他にロビーの椅子の下を掃除機かけてるおっさんも、ロボットみたいにチャキチャキ動いとるって。
少し笑てまう。
ありがとうや、少し肩の力抜けたわ。
「さてと、母さんやけど……」
ぴー
ぴー
ぴー
ん、スマホなっとる。
私じゃないざ。
「ん? なんや? 兄さんや」
「兄さん?」
「俺らの、長男からや」
そう言うと、一度入った病院を出たわ。
兄さん……まあ、兄さんやな。
まあ……
「ちょっと、アンタ! 邪魔やざ」
え? あっあれ?
さっきのおばちゃんが、私の足元掃除機かけてるざ。
いつの間にや!
「スミマセン、そして、ごめんなさい」
私はとっさに、頭を下げた。
「スミマセン? ごめんなさい? 二つ存在しとるざ」
おばちゃんが、不思議な顔しとる。
うわ、このおばちゃん、色気あるわぁ。
若い頃は、男いっぱい泣かせたんやろな……じゃなくて!
「スミマセンは、おばちゃんの道を邪魔したことです。お仕事の邪魔スミマセン」
「……で、ごめんなさいは?」
「外はひどい雨でした。足元の水溜まりがお仕事の邪魔をしています。
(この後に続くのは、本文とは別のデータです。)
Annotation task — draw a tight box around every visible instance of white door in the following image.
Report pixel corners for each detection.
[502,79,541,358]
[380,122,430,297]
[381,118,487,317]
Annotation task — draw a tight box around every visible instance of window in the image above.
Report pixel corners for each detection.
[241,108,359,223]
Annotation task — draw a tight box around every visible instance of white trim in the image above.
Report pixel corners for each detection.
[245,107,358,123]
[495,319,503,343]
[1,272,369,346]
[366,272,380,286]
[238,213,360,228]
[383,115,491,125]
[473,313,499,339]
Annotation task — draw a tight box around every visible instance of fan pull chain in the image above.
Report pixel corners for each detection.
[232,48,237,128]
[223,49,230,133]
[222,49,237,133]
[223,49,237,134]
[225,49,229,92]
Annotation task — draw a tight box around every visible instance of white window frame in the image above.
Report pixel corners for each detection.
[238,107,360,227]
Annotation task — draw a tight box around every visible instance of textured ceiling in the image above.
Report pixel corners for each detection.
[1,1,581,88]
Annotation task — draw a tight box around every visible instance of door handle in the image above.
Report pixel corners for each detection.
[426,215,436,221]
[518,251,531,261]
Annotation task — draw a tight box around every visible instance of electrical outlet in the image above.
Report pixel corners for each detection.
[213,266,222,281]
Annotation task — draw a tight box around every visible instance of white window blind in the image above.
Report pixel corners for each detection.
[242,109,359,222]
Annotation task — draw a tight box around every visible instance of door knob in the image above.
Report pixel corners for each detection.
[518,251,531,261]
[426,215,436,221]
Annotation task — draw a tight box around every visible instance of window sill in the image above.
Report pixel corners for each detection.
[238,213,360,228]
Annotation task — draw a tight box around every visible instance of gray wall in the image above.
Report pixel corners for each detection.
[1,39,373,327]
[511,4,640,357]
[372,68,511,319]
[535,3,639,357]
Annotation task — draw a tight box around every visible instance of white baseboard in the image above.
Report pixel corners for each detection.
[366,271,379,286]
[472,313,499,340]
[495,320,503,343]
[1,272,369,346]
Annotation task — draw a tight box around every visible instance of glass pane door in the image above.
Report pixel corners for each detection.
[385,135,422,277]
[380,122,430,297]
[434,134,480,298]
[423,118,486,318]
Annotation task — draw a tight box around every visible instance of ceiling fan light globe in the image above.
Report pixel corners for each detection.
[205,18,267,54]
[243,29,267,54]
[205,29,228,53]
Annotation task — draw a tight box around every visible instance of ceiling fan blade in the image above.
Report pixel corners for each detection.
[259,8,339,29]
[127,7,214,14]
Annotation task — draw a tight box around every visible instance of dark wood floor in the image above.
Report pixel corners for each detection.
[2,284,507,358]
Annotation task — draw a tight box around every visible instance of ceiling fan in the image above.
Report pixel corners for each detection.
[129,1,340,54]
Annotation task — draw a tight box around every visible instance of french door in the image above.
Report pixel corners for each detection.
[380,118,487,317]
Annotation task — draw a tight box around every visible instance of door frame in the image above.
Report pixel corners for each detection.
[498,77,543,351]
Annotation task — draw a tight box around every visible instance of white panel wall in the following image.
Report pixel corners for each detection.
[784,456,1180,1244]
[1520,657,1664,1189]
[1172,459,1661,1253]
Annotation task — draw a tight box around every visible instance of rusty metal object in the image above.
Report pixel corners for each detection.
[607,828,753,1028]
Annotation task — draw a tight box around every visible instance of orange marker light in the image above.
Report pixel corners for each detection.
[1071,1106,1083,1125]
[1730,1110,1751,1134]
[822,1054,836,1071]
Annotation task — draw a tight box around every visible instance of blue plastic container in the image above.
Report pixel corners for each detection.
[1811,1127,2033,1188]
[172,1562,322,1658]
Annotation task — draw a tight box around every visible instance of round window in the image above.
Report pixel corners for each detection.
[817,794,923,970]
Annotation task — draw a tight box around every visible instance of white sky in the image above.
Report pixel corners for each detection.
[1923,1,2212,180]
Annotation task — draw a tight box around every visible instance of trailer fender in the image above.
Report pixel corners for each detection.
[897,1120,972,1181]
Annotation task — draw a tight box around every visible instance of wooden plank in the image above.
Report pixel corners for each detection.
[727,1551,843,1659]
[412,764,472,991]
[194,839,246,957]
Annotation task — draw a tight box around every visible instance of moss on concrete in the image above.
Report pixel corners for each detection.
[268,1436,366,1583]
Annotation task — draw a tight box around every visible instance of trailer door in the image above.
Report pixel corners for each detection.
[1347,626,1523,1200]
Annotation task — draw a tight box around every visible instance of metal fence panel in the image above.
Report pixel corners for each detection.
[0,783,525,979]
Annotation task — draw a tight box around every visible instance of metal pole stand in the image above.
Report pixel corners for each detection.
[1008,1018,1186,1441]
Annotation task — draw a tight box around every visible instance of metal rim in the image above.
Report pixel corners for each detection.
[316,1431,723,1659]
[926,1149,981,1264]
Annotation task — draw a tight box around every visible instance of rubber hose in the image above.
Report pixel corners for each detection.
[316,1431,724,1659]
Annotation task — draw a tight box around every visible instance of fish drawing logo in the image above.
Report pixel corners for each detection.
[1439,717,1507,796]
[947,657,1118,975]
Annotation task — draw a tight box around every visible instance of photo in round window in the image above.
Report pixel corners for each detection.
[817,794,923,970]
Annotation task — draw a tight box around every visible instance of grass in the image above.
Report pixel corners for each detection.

これは、本当にごめんなさい! ただでも、大変なのに……」
私は頭を下げたわ。
「……わかったざ、なあ、ここモップかけてくれんか? それにアンタ!」
「はい!」
おばちゃんの気迫に、私押されとるざ。
なんなんや
「……わかるわあ」
そう言って、仕事を続けだしたざ。
もう一人の掃除のおっさんが、モップがけしに来たわ。
「早苗さん、ごめんや……あら、おどかせんようになったなあ」
はあ? 幸隆さんが残念そうな顔しとる。
「幸隆、この娘か? 孝典の相手は!」
おばちゃんが……えっ?
……
……
……
えー! お母さん!
この掃除のおばちゃ……やめやめ
危ない顔に……
「思いっきり出とるざ」
掃除機をかけながら、お母さんが言うた。
よう、こんな展開のテレビはあるけど、実際にやられるなんて……
「奥様、今日はこの雨、来客数は少ないものの床の汚れが落ちません。残業を致しては?」
「そうやな、こんな消化不良はやな。アンタ、しばらく幸隆の相手や、二階のカフェ行っててや」
私、なんか動けへんわ。
「早苗さん、行こう。母さん、孝典に合わせくれるやろ」
幸隆さん、ストレートに聞いたあ。
「……わかったわ。後で合わせたるわ」
えっ、会えるんか!
体が動いるようになったあ。
それと同時に、変な疲れがドーッと出たぁ。
いやいや、これからこれからや。